An example of a judicial restriction on broad force majeure language involves the idea of foreseeability. A growing number of courts have denied force majeure relief if the triggering event was reasonably foreseeable, within the party’s control, or could have been prevented. For instance, the majority of courts agree that force majeure does not apply in instances of general economic fluctuations due to the fact that these are foreseeable risk factors in conducting business. Additionally, courts have also developed the concept of “ejusdem generis” (“of the same kind”) to reason that any triggering event not specifically enumerated in the contractual language must be similar to the events that are explicitly listed. If the triggering event is not comparable, the court will refuse to apply force majeure provisions.
The main takeaway is that if parties opt to incorporate a force majeure clause in their agreement, they must pay particular attention to the language they utilize. While they typically do not have to identify every single possible triggering event in detail, they should at the very least attempt to be as specific as possible.
As mentioned above, courts are not uniform in their interpretation of force majeure provisions—with some requiring that triggering events be unforeseeable and beyond the control of the parties, while other jurisdictions require causation. Contracting parties should be cognizant of what the controlling judicial precedent is in their jurisdictions and keep this in mind when drafting their force majeure clauses.
To illustrate, if you are forming a contract in California, you should be recognize that the courts have typically found that triggering events must be beyond a party’s control in order for them to invoke force majeure protections. On the other hand, if you are writing a contract in Florida, it would be important to note that the judiciary has required express mention of all triggering events in the force majeure clause in order for it to be enforceable.

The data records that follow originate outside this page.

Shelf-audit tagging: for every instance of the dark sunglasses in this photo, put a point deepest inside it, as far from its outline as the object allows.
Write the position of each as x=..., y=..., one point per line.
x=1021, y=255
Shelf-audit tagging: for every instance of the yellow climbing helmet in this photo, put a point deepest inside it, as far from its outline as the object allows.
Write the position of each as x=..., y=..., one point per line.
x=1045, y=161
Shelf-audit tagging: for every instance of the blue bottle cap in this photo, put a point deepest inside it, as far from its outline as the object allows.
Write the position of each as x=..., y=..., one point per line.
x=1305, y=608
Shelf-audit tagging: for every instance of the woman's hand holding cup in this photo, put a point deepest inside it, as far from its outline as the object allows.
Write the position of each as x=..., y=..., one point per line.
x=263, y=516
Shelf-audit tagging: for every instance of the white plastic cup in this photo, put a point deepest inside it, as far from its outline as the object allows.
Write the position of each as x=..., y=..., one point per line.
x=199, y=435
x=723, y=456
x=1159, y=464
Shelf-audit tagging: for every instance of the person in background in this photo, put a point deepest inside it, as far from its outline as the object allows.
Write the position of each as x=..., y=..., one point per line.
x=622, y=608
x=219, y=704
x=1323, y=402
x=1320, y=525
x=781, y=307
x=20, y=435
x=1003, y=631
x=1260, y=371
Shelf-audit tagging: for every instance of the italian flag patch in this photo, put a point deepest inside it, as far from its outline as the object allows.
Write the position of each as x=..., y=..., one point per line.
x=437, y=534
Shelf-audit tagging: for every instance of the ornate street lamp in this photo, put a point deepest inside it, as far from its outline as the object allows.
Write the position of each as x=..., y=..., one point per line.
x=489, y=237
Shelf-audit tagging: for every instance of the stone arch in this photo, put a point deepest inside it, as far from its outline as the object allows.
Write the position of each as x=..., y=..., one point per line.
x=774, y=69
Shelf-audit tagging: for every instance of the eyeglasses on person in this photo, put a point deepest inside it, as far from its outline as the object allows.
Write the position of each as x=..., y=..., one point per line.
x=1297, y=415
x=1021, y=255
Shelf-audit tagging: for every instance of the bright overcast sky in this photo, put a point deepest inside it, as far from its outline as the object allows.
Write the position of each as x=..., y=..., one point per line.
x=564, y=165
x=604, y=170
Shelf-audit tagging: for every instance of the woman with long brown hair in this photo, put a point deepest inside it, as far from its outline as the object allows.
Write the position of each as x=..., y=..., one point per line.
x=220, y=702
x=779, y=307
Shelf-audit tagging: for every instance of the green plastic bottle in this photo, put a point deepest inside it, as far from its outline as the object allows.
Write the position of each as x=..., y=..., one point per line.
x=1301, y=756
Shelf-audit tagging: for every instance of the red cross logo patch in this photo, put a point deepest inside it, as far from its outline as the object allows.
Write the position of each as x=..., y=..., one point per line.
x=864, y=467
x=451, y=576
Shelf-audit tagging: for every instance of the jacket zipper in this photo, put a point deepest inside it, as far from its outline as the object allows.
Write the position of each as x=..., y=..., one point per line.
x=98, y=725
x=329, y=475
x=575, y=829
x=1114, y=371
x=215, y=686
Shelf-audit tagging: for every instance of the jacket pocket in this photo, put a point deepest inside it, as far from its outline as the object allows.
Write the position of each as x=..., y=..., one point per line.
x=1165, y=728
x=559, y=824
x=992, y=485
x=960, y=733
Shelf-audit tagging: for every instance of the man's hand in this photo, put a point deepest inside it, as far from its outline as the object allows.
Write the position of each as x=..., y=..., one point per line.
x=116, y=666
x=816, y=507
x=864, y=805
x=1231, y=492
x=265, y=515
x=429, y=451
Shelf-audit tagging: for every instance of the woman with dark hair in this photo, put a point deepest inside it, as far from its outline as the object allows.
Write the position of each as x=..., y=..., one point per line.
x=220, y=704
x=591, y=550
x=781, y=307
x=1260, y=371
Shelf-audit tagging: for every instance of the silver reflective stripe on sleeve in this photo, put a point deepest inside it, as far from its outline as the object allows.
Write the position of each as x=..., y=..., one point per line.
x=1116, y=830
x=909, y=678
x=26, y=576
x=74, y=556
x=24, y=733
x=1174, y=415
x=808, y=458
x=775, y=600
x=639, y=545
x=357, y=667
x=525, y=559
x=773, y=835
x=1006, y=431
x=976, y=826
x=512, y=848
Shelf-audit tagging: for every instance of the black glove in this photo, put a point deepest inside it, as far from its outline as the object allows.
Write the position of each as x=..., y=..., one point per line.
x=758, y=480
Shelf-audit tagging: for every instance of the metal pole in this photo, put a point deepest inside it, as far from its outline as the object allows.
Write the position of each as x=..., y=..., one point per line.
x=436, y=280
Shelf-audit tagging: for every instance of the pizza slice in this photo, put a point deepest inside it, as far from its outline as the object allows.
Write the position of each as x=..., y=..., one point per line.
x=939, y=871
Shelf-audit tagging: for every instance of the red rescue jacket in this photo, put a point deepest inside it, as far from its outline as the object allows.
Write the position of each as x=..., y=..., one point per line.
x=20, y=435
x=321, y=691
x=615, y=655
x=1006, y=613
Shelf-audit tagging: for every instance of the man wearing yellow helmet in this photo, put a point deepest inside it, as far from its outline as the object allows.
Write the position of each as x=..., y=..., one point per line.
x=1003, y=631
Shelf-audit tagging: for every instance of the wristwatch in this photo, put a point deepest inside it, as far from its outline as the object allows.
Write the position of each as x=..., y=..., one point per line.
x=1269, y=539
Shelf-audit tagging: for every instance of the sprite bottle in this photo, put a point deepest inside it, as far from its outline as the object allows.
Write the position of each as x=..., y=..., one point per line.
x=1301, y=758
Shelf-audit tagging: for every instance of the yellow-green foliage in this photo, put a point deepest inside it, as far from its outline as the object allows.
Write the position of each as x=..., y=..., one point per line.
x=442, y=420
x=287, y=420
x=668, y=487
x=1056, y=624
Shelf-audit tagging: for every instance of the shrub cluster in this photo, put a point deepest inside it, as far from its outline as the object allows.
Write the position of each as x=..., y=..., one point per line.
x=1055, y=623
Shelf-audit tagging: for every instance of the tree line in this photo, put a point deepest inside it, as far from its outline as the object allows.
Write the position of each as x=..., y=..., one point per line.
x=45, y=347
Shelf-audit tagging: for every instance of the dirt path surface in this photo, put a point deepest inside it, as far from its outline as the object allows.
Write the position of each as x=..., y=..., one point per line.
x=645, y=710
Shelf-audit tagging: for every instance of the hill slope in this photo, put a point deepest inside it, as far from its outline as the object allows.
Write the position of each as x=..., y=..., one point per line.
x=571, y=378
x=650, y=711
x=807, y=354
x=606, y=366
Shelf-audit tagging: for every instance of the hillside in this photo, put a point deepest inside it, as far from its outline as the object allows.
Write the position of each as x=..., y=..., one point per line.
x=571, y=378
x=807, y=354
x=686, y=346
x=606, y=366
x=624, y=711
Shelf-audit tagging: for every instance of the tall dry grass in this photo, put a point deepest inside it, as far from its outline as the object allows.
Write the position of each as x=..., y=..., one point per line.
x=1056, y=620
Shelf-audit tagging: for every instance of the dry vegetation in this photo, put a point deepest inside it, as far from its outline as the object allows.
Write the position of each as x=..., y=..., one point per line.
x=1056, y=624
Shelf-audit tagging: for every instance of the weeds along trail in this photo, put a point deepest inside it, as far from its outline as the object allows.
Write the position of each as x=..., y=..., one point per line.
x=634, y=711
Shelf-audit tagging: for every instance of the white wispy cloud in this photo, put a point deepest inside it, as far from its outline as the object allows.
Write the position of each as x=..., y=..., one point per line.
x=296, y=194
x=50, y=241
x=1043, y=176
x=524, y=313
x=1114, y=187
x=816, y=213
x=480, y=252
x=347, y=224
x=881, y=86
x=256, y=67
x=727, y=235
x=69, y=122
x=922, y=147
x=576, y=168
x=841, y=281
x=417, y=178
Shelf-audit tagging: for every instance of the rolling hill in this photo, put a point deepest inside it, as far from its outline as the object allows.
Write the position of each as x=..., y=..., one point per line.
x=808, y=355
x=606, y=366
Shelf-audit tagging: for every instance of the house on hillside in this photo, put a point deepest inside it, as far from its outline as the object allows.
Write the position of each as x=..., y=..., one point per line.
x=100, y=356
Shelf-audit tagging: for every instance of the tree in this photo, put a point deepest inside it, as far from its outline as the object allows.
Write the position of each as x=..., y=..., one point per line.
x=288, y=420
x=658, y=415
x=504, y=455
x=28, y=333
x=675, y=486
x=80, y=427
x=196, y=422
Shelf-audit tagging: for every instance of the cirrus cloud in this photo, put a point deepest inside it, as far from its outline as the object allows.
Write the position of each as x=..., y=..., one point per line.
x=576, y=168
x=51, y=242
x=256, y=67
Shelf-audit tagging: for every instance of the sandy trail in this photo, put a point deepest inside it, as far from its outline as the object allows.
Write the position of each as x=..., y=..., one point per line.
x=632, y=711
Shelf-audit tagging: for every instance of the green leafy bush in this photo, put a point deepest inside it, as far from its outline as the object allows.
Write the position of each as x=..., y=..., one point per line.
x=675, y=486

Applicability of Force Majeure
COVID-19 has shuttled the force majeure doctrine into the center of attention in the business and legal industries and has sparked a certain degree of debate as to its applicability in certain contexts. For instance, the Southern District of New York issued a recent ruling upholding the enforcement of a force majeure clause that did not expressly list pandemics in the contested force majeure clause. The court applied the ejusdem generis principle, stating that the pandemic is a circumstance beyond contracting parties’ control and is sufficiently similar to a “natural disaster”—which was included in the original agreement. And while a number of jurisdictions, including California, have addressed force majeure in either the COVID-19 context or similar health crises, they all have one common underlying theme: all of the jurisdictions required a direct connection between the crisis in question and the nonperformance. Thus, a party must have been rendered unable to perform as a direct result of factors arising from the health crisis in order to have their non-performance deemed excusable per force majeure enforcement.